(image taken from google)
This 17th Century play goes hand in hand with The Man of Mode, which I reviewed here the other week. Again, this play forms a part of the Restoration drama canon, and as such has many of the common features of it. Very bawdy (to say the least), this play questions relationships and hierarchies between men and women.
Horner (aptly named) creates a rumour at the beginning of the play that through some kind of venereal disease he has become impotent. This allows him to get away with far more licentious behaviour with men's wives than would otherwise be allowed. Alongside this plot, the audience follow the lives of many other characters. There is the not-so-witty Mr Sparkish, due to marry Alithea; Pinchwife, whose decision to shut his wife up from the contagion of London morals doesn't quite go to plan, and more.
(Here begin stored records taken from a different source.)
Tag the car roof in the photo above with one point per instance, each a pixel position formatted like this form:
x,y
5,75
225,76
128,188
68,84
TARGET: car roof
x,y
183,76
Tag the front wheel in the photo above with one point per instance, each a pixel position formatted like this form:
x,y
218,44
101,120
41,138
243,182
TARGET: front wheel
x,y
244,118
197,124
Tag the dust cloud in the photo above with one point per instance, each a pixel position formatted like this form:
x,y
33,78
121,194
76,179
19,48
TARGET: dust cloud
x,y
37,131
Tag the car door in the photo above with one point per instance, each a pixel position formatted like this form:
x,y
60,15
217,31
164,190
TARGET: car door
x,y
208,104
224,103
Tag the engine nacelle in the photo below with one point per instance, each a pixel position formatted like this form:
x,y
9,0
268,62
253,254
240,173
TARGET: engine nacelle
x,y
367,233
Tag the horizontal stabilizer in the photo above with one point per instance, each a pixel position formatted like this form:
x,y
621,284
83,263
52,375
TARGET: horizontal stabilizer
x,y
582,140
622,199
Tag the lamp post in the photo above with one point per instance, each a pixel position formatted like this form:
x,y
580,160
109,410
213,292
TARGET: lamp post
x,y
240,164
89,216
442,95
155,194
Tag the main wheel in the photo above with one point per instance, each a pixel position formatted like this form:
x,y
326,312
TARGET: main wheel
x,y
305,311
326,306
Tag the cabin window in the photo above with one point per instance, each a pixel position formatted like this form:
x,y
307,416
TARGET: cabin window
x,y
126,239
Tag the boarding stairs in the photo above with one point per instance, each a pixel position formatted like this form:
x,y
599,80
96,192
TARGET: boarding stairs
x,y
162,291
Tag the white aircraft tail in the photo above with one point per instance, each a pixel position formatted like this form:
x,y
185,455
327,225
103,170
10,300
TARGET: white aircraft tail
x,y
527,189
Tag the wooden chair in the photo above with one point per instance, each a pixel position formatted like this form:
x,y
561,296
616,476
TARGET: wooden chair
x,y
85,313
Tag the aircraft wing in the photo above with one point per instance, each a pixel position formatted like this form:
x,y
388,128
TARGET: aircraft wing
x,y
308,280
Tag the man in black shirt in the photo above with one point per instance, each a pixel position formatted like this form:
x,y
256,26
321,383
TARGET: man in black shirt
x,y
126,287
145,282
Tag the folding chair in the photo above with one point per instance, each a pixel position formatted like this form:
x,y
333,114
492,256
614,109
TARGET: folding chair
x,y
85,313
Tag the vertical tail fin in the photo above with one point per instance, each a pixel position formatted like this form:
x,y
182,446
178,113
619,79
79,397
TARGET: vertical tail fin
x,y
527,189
As with The Man of Mode, many questions about gender roles and sexuality are raised in this play. The most potent of these (get the pun?) is the idea that as long as a man is impotent one's wife is safe with him. This largely dwells from the lack of contraception during this period - a man needed to make sure his heir was in fact his, so his wife had to remain untainted by any other man with the potential to produce offspring. I found it incredibly interesting that this was the key reason for keeping a woman faithful, rather than the spread of venereal disease or the idea of husbandly possessiveness (as is very prevalent in later literature).
Have you read it? What did you think?